Both the genus and the species were first described and published in P.de La Llave & J.M.de Lexarza, Nov. Veg. Descr. Vol.1 on page 7 in 1824.

==Other sources==
- Breedlove, DE 1986. Flora of Chiapas. Florist Listings. Mexico 4: i - v, 1–246.
- CONABIO. 2009. Taxonomic catalog of Mexican species. 1. In Capital Nat. Mexico. CONABIO, Mexico City.
- Davidse, G., M. Sousa Sánchez, S. Knapp & F. Chiang Cabrera. 2012. Verbenaceae. 4 (2): 453–473. In G. Davidse, M. Sousa Sánchez, S. Knapp & F. Chiang * * Cabrera (eds.) Fl. Mesoamer .. Missouri Botanical Garden Press, St. Louis.

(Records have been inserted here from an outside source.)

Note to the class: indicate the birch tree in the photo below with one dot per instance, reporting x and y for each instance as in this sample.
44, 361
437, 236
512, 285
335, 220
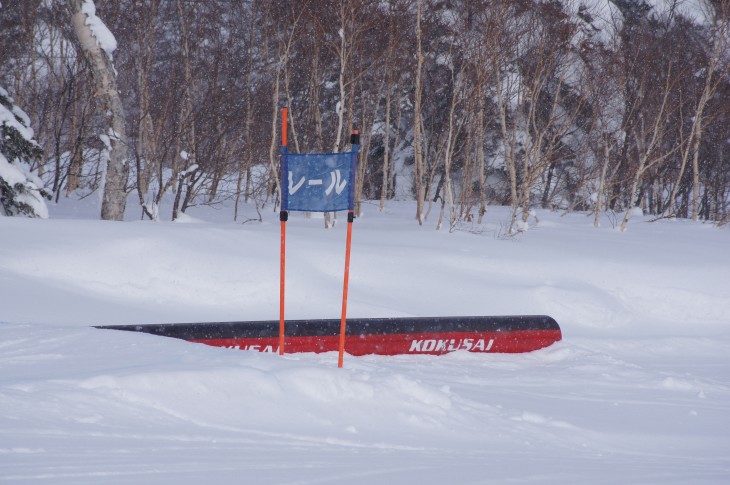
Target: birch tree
97, 45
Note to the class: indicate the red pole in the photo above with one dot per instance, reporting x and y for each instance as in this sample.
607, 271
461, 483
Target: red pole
283, 216
343, 321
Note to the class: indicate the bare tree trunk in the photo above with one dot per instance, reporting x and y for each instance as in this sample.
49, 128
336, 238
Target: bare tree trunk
117, 170
386, 144
187, 118
417, 142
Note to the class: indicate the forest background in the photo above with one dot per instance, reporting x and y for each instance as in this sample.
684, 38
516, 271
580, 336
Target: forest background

- Gibson, DN 1970. Lennoaceae. In Standley, PC & LO Williams (eds.), Flora of Guatemala - Part IX, Numbers 1 and 2. Fieldiana, Bot. 24 (9 / 1–2): 96–99.
- Grayum, MH 2007. Lennoaceae. In: Manual of Plants of Costa Rica. Vol. 6. BE Hammel, MH Grayum, C. Herrera & N. Zamora (eds.). Monogr. Syst. Bot. Missouri Bot. Gard. 111: 187-188.
- Hokche, O., PE Berry & O. Huber. (eds.) 2008. New Cat. Fl. Vasc. Venezuela 1–860. Botanical Institute of Venezuela Foundation, Caracas.
- Stevens, WD, C. Ulloa Ulloa, A. Pool & OM Montiel Jarquín. 2001. Flora of Nicaragua. Monogr. Syst. Bot. Missouri Bot. Gard. 85: i-xlii,.